Loki was Mitchell’s first foster pet. He was a six-month-old rambunctious puppy with endless energy who frequently jumped on the countertops. Seeing the potential in Loki, Mitchell and her family were determined to work with Loki to increase his chances of finding an adoptive family by teaching him basic obedience. After a few months, Loki became less nervous and understood better how to behave. Three different people wanted to adopt Loki but each adoption failed as Loki fell back into his hyper-excited behavior. Mitchell recognized it as a sign that Loki belonged with her family.
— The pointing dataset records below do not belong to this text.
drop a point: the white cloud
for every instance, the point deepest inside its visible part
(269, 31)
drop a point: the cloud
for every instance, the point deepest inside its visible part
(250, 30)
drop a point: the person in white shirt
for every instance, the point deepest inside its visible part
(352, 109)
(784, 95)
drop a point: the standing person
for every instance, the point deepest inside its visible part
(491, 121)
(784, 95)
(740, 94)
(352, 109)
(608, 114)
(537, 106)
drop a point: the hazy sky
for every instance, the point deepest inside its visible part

“We failed and kept him,” Mitchell said with a laugh. Mitchell’s family, like many others, found that their foster animal was meant to be permanent rather than temporary.
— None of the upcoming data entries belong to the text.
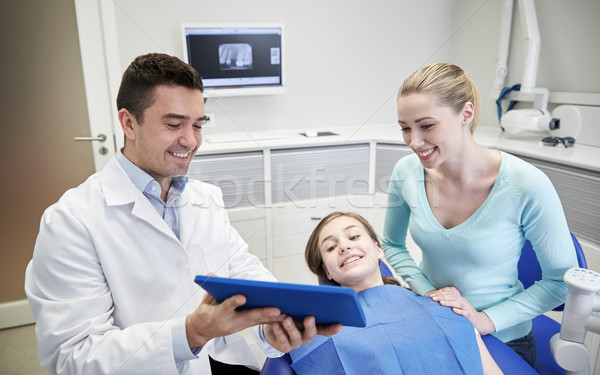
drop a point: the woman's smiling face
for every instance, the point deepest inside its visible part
(350, 255)
(431, 130)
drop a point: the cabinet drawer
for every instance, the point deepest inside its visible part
(317, 172)
(251, 223)
(240, 176)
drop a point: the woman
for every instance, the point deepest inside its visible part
(405, 333)
(470, 210)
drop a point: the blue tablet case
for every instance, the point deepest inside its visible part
(328, 304)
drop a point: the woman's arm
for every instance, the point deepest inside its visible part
(490, 367)
(396, 228)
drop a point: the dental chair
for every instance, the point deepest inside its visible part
(544, 327)
(506, 358)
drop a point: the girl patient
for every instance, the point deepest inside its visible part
(405, 333)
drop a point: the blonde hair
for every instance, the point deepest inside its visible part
(312, 253)
(448, 83)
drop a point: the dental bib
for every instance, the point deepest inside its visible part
(405, 334)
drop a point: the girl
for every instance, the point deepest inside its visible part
(405, 333)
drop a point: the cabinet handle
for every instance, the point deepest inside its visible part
(99, 138)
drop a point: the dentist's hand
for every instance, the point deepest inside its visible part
(213, 319)
(451, 297)
(285, 335)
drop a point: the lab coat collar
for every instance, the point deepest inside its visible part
(119, 191)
Of the many benefits of fostering an animal, bringing a family together through a shared goal of wanting to see an animal succeed may be one of the most powerful. By interacting with a family, the dog or cat will likely learn more social skills and basic house manners, making them more appealing to potential adopters. Fostering can be flexible too to accommodate your lifestyle. Many pet rescues are able to work with your schedule, such as if you can only foster for a limited number of weeks or within a specific time frame.
Bringing a foster pet into your home has a tremendous impact. For every pet that is fostered, a spot opens up in an animal rescue for another abandoned animal to receive care.
“We can’t do it alone and we have to rely on the community to help as well and we’re lucky to have such a great community that’s willing to promote it too,” Mitchell said.
If you have the space, time and love to give to an animal, fostering is a great way to give back to the community. Diamond in the Ruff is currently looking for more foster homes and volunteers.